Thanks a lot, pal. A&E consultant­s have a tendency towards brutality, I have noticed. This one was no exception but nothing to the one at Addenbrook­e’s in Cambridge, who told me, after I broke my shoulder in a rather pathetic suicide attempt three years ago, that it was all my own fault. Doing a long day in A&E in Saumur, I negotiated with the bloodthirs­ty doctor to get the amputation down to my left big toe rather than my whole foot. He finally agreed.

However, even I know enough about medicine to realise that no surgeon will operate while there is still an infection. So it was decided to put me in intensive care. (I sneaked a look at my medical notes and they said I was in ‘ danger de mort’. Phew!)

It turns out that there was no room available in intensive care because my designated room had not been cleaned. The reason it had not been cleaned was that the cleaners were on strike. The reason the cleaners were on strike was that they had not been paid. So I was kept waiting on a stretcher on a trolley in the corridor for several hours. Shades of the NHS. Perhaps all this was intended to make me feel at home.

Finally, in the middle of the night, by which time I had been shedding blood and raw flesh for 24 hours, a very pleasant young man arrived to wheel me into intensive care. (The room had finally been cleaned.)

The doctors remained brutal and bloodthirs­ty, and intent on amputation, but at least they were reasonably intelligen­t. The head doctor even spoke English – of a sort. The nurses were pretty, but brusque and coquettish, and the food was excellent.

The double room that I shared with a voisin (neighbour) was a little shrine to electro-engineerin­g. I surprised myself by mastering the complicate­d technology, quite quickly, although even the nurses had trouble with it.
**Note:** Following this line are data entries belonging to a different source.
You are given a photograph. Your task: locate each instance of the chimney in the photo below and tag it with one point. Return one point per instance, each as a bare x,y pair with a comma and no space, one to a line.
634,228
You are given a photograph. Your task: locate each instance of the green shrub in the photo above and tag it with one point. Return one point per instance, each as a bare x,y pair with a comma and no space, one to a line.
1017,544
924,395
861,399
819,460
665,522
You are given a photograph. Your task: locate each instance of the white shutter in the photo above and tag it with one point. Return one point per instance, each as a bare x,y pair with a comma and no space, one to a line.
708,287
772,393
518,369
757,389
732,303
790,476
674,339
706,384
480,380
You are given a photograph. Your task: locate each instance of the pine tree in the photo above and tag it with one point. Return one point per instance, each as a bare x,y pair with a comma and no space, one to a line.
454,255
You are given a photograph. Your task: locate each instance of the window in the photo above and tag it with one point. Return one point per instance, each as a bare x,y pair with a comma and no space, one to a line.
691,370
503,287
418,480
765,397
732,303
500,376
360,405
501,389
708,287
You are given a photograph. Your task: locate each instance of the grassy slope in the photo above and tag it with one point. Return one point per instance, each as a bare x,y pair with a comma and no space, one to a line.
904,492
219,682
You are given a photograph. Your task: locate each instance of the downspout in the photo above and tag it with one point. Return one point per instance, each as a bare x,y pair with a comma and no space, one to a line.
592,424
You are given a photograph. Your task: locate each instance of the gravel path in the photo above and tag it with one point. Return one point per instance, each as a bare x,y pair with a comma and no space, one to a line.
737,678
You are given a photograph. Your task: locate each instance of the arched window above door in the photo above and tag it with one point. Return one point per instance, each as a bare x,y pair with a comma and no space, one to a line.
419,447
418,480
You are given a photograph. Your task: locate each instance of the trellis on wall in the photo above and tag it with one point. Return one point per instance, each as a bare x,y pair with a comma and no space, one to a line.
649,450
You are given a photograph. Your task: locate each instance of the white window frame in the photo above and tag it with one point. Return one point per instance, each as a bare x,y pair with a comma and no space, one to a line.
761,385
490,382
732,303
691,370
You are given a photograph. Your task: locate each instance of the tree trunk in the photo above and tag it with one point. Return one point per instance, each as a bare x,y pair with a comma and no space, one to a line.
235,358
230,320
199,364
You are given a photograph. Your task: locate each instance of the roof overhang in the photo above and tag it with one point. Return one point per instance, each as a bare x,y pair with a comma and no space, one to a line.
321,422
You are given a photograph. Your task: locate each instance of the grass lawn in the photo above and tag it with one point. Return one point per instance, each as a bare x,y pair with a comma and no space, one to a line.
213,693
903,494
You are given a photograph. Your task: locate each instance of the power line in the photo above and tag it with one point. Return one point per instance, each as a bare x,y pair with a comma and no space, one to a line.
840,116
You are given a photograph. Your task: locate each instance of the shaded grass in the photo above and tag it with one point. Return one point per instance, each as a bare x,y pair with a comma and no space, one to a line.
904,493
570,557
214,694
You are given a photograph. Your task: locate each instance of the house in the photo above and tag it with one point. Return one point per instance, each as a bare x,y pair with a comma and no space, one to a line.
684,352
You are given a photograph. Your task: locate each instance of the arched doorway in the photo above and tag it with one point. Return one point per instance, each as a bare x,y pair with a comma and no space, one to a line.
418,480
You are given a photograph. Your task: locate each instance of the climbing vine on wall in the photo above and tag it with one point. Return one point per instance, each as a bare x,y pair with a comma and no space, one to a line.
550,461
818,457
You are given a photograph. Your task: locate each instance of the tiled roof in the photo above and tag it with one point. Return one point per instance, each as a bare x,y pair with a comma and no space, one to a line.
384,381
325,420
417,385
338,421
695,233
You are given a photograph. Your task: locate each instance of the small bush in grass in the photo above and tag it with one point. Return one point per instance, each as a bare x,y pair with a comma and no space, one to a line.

I was put through an enormous Siemens scanner, which is like lying on the slab in a cremation. You have to keep taking deep breaths to reassure yourself that you are still alive.

Next month, I will tell you about my various voisins who included peasants, Algerians and one extremely distinguis­hed man, François, who was visited by a general and a bishop, both at the same time. His wife turned out to be an extremely charming and generous woman who felt sorry for me (‘ sans famille, sans amis’) and slipped me the Times and the New York Times, both of which are my standard reading in the UK, as well as a box of milk chocolate, which I was not supposed to eat. Gangrene is the result of neglecting diabetes; hence no sugar.

‘This has to be entre nous, our little secret,’ she told me. ‘Is there anything else you would like?’

‘Well, madame, there is, but I am not up to it at the moment. Some other time, perhaps.’

Luckily, her husband, François, in the bed next door, had no English.